La bonne gouvernance publique et privée
dans le contexte de la mondialisation
Remarques introductives de M. Pascal LAMY, Séminaire OSCE
Bruxelles, 30 janvier 2001
Je suis particulièrement heureux d’avoir l’occasion de m’exprimer devant vous aujourd’hui et
de participer ainsi à votre réflexion de ces deux journées sur la globalisation et la
gouvernance.
Ces deux thèmes sont au centre d’un nombre considérable de réflexions. C’est, je crois, un
des premiers débats de société qui ait une véritable dimension mondiale:
• Ce débat est abordé de façon différenciée d’un pays à l’autre, d’un continent à l’autre
mais il se rapproche de cet essai humain de représentation de l’idée de construction de
la «Cité» universelle que l’on retrouve dans la plupart des grands courants
philosophiques, religieux sinon dans les mythologies,
• ce débat qui touche aussi tous les acteurs : responsables politiques et économiques et
société civile. Parce qu’à un titre ou à un autre, personne ne peut pas faire l’impasse sur
la façon dont «la mondialisation» influe sur sa propre destinée, celle de la société à
laquelle il appartient et sur les systèmes politiques.
Dans ce foisonnement, un travail d’analyse et de repérage de ce qui est riche de sens et
utile pour l’action est indispensable. C’est le sens de votre travail.
Chacun fait cette sélection à partir de la trajectoire culturelle à laquelle il appartient, de ses
responsabilités propres, mais il participe, par-là même, à l’élaboration d’un socle de
références communes. A ce titre, le travail de ce séminaire s’inscrit dans le prolongement
des décisions prises dans le cadre de votre organisation au Sommet d’Istambul de
novembre 1999, et en particulier de l’adoption de la Charte de la Sécurité européenne.

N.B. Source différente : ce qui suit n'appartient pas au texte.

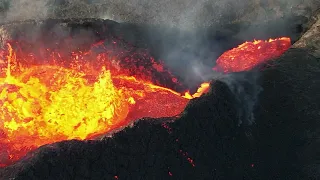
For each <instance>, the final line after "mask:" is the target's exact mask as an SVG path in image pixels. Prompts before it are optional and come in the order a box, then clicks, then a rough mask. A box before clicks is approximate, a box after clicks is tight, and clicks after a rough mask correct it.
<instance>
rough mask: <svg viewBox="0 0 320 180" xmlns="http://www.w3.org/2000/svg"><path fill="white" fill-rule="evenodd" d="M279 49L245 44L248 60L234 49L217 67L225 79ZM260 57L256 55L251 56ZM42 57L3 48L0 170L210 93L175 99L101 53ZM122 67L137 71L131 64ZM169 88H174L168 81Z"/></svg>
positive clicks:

Je voudrais me prêter à cet exercice en essayant de répondre successivement aux deux
questions soulevées par le thème de votre Séminaire :
• une meilleure gouvernance collective : pourquoi faire ? quel est l’objectif ? quelle est la
configuration des systèmes de décision que nous voulons forger dans le contexte la
globalisation?
• une meilleure gouvernance collective : de quelle manière ? Comment concevoir les
principes fondateurs de cette gouvernance ? organiser un dialogue efficace entre les
différentes formes de gouvernance, publiques et privées, locales et globales ?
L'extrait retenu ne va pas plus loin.